The recent Canvas Conference for designers, engineers and UX professionals revealed some fascinating inside stories from brands building some of the world's most useful products and services.
Held at the Library of Birmingham, three themes came to light which indicate how our future world will evolve. Three themes sit at the heart of new product development and the online customer experience:
- enhanced personalisation
- greater connectivity
- digital progression that problem-solves rather than blurs
Take the finance sector, for example. Personal banking has been hugely simplified by smartphone apps that enable customers to move money effortlessly and save time they would have otherwise have spent standing in the queue at their local branch.
Yet, there are still cases where it feels like financial services are making money matters deliberately hard for consumers to understand. One of these is currency exchange.
Dave Wascha, global director of digital products at Travelex admits that despite studying more maths than most, even he found it almost impossible to work out how much yen he could get for a £50 note at the airport when looking at those 'we buy/we sell' boards.
This is one of the areas Travelex is committed to simplifying through digital innovation and by treating money as a product that needs demystifying through better design.
Travelex has already seen problem-solving success with an app that helps users to predict how much money they may need while abroad and its 'Supercard' that prevents UK banks from charging fees for overseas transactions.
The Supercard was designed to possess all the user benefits of using cash aboard with all the added security benefits of a credit card.
Solving existing consumer experience issues through product design will evolve alongside making our lives easier for the future via greater connectivity.
Hive exemplified this to attendees by discussing how its digital thermostat was born out of people's inability to control the temperature of their own homes (90 per cent can't control their thermostat according to market research), the concern for how much energy they're using and a desire for better product design.
By solving these consumer-needs, Hive is also revolutionising the way that people interact with their home environments in a more connected way.
This will open-up new markets for more smart connected products such as sensors for windows and doors, smart-plugs and lighting controls.
If Hive is driving a more connected, design-led home for the future, Withings is taking a similar design approach to a more connected human.

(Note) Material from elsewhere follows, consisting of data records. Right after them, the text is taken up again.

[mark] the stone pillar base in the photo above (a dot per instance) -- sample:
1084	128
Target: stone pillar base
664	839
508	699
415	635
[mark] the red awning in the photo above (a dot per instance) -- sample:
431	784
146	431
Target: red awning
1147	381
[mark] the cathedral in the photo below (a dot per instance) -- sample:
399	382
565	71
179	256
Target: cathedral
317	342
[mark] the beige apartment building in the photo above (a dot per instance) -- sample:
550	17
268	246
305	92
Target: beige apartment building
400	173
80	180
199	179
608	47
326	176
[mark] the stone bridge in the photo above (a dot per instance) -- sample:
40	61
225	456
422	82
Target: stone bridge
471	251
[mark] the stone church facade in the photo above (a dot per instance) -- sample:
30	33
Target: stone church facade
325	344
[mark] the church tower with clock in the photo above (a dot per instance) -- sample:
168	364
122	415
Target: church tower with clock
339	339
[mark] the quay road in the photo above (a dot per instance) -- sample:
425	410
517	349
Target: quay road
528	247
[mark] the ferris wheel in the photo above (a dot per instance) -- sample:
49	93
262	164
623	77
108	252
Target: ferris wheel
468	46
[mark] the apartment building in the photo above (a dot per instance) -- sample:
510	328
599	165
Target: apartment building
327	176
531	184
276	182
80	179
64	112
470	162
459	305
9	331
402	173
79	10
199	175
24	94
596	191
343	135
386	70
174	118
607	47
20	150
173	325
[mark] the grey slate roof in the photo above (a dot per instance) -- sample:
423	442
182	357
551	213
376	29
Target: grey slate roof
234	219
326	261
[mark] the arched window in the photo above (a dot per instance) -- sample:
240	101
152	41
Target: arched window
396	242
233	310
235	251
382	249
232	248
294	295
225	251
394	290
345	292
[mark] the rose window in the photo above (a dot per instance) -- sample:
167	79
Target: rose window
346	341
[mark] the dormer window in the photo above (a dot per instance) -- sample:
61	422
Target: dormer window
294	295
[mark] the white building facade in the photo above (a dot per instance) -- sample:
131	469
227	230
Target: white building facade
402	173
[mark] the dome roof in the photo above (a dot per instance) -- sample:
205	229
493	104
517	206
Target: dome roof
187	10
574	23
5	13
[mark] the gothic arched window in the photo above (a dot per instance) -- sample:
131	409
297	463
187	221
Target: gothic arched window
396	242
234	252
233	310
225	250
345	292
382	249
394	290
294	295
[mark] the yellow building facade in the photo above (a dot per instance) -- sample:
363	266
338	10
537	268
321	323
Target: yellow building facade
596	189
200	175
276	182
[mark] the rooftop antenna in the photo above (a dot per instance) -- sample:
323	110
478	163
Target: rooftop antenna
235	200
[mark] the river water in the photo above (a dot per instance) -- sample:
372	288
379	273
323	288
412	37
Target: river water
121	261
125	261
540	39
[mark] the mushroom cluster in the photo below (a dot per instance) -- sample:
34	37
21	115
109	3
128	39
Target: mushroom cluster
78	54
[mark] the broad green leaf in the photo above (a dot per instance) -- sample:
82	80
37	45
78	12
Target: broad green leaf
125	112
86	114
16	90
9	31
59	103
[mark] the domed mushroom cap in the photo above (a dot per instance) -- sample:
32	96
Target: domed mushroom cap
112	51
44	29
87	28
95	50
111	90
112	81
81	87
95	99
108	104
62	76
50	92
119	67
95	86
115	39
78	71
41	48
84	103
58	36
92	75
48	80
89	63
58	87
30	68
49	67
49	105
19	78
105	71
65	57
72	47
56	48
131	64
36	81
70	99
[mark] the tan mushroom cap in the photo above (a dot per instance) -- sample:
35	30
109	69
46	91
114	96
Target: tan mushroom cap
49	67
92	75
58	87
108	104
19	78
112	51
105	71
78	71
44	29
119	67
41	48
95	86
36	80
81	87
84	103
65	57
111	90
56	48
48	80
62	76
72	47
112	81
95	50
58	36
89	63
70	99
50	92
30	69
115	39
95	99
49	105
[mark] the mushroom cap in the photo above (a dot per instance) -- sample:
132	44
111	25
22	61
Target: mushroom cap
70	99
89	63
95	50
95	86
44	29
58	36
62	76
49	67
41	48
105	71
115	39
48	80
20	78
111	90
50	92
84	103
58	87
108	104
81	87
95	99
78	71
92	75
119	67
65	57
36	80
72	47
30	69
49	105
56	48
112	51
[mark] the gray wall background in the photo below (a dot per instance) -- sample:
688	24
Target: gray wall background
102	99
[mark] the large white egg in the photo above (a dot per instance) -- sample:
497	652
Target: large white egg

Julient de Preaumont, Withings CMO, outlined his vision for a world where people can track their health, weight and sleep patterns via dashboards in the firm's everyday connected products such as bathroom scales, home security cameras and watches.
With more connected devices, greater personalisation will become a natural by-product.
Already, online brands such as Etsy, and beauty product discovery service, Birchbox strive for greater understanding of their customers' buying habits and behaviour both online and in the real world.
Birchbox CTO Liz Crawford told Canvas she's seen a 12 times boost in engagement after the brand began communicating with its one million subscribers across six countries in ways that better suited their schedules as opposed to the company's internal marketing schedule.
For instance, if someone was browsing at lunchtime and didn't buy, they may receive a discount and product recommendation later on in the day, when they've more time to interact with the products and make a purchase.
It's these three themes that will ultimately shape the future of digital product design and help transform our lives for the better in the process.